O caso judicial proposto para estudo tratava de uma solicitação de um(a) transexual pela troca de sexo no registro civil, troca de nome e cirurgia de transgenitalização. O deferimento do magistrado de uma pequena comarca do interior de São Paulo, baseado em amplos conhecimentos e pesquisa empreendida pelo nobre juiz da causa, está sustentada pelos avanços da tecnologia por meio do contato interdisciplinar, que foi construído pela lógica racional ocidental contemporânea, que é a expressão máxima do uso do normativismo formal que, a bem ou a mal, está em grande conta hodiernamente, e o direito nos seus limites, em sua transformação. por meio da convergência de ambos os fenômenos jurídicos na forma de conhecimento e aplicação por meio dos genéricos termos propostos pela legislação brasileira no qual se enquadra a situação posta em causa. Aqui está a prática adequada para que ocorra transformação social em relação à ciência e ao modo de operação social de reforma do sistema jurídico, mas é aqui que encontra-se o problema central desta transformação: o meio, o local e os atores.

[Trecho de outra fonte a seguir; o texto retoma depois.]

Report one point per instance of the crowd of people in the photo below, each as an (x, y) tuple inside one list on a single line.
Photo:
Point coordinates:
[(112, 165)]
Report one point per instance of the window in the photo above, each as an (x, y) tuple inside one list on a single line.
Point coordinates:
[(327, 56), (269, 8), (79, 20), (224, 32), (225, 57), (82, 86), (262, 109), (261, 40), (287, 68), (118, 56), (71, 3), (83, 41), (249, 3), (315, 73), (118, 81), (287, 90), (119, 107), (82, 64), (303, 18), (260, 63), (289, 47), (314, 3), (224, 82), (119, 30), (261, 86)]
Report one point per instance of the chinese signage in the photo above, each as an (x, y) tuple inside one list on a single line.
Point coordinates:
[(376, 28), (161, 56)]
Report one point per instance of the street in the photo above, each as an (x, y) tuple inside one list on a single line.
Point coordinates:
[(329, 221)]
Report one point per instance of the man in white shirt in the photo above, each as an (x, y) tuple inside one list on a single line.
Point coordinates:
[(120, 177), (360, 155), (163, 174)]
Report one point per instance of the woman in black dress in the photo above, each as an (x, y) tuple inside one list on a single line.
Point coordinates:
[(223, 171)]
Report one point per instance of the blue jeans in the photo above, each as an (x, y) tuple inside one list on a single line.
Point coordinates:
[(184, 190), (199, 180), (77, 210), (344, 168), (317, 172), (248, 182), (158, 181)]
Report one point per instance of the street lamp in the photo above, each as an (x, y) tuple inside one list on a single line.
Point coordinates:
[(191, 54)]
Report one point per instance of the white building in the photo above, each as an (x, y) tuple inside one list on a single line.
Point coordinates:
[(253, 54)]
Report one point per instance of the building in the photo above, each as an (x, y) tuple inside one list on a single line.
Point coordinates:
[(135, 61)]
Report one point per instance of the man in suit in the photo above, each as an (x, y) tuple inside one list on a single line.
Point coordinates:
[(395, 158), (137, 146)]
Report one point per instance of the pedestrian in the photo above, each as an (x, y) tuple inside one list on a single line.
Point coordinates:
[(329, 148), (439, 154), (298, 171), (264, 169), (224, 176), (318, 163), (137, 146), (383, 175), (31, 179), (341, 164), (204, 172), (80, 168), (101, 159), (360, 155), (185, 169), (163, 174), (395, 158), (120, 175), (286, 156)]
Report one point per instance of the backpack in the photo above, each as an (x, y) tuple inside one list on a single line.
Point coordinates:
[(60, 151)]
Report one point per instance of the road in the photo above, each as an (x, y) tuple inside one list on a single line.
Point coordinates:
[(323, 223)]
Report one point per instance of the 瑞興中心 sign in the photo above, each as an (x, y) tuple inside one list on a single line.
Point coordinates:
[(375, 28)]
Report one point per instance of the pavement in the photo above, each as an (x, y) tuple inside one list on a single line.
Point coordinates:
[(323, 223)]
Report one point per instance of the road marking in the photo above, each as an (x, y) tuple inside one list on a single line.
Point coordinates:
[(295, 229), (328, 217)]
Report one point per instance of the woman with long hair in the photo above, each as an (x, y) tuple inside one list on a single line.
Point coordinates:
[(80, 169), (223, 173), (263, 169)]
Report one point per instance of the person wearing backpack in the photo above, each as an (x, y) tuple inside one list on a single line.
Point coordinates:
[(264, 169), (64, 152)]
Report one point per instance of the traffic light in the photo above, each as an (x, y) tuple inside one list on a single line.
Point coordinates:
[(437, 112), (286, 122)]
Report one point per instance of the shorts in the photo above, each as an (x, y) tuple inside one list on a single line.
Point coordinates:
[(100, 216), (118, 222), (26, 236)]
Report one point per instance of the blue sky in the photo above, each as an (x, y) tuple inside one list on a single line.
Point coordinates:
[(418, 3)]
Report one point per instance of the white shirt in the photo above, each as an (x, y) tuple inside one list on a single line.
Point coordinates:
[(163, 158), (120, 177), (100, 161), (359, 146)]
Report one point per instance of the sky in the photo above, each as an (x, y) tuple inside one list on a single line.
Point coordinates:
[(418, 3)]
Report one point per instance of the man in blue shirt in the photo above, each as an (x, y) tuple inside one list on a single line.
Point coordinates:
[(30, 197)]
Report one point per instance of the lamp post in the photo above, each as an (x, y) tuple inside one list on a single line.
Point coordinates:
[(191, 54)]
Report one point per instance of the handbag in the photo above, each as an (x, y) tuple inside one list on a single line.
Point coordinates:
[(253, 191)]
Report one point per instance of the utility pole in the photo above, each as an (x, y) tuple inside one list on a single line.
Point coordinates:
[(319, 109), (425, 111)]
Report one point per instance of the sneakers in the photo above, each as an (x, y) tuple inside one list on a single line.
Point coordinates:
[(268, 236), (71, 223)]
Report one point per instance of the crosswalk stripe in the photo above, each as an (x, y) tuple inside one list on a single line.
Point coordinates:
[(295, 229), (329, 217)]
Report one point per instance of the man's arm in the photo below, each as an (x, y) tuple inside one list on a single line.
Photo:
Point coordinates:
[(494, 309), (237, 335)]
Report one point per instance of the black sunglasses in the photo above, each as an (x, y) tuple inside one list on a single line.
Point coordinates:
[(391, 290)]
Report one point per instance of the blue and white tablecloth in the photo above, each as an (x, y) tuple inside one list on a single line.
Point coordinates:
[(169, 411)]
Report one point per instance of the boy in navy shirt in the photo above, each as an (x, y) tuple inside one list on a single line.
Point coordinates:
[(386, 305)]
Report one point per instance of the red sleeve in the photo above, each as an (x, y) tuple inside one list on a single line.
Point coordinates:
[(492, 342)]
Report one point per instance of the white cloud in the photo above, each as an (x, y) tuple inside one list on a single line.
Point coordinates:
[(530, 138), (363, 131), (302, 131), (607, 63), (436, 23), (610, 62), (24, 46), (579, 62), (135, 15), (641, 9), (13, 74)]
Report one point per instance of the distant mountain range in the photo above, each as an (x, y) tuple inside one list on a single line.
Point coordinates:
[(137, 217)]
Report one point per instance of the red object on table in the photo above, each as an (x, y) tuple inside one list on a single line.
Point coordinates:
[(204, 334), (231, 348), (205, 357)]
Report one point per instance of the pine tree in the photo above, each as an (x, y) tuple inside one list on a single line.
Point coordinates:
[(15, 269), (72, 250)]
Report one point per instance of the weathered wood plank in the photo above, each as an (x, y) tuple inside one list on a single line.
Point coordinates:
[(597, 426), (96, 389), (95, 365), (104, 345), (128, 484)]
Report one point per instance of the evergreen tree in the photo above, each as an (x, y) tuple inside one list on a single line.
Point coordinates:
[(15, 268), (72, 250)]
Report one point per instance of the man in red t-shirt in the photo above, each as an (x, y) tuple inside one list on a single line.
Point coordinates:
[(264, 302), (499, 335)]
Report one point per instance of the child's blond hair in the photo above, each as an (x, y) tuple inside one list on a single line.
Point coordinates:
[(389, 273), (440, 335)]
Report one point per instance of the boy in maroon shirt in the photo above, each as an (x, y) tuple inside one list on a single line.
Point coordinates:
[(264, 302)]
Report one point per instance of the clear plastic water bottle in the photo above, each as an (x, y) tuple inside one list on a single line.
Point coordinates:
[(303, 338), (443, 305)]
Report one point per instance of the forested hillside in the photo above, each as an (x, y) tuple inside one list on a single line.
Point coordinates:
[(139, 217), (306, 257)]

Por conta de um amplo processo do qual não cabe aqui caracterizar, mas que de uma forma ou de outra é compreendida no meio científico jurídico, a judicialização do direito, a organização de mudança social e construção do direito, seja ele para confirmar os pressupostos que vem defendendo, seja para mudá-los, tem sido maculada em sua forma estrutural formal. O local onde estas questões devem ser resolvidas, seja para a solução A ou seja para a solução W, na lógica formal, é no âmbito do Legislativo. Sem entrar no mérito das questões que completam e compreendem esta problemática, duas soluções se apresentam neste caso: ou reafirma-se esta maneira de mudança jurídico-social ou é necessário pensar novas formas de mudança social. Talvez por falta da competência necessária para solucionar o caso pela segunda via, tendo a crer que a primeira via é a mais correta de solução: veja bem, não é que esteja assumindo a posição de estudante lógico-formal, isto seria impossível na sociedade ocidental contemporânea por motivos acima expressos, mas compreendo que a mudança deve ocorrer no órgão Legislativo.
A ciência, assim como foi para o caso de Jales, é a informante principal das escolhas políticas, ou deveria ser, para que a sociedade tenha seus fins de bem-estar social ampliados e qualificados, com a distinção de que o Legislativo transfere para todo o ordenamento jurídico a concepção política a que se propôs e sobre a qual fundamenta sua matéria, enquanto o estudo do magistrado, embora acertadamente constituído, representa uma transformação apenas na realidade local, quando muito. Como dito em sala de aula, existe o trabalho de comissões, constituídas por diversos membros da sociedade, diversas áreas da ciência e de diversos interesses que estão se organizando para a construção de uma solução para estes casos "novos" e, consequentemente, mudança no quadro normativo, de forma que existe uma comissão nacional de biótica, salvo engano é este o nome, que a pedido de um Deputado Federal tem se reunido para organizar um projeto de lei que exerça efetivamente a solução científica para o caso, enquanto o magistrado de Jales o fez por conta, pois à época não havia solução, mas quantos não são os casos de magistrados que indeferem em semelhante causa?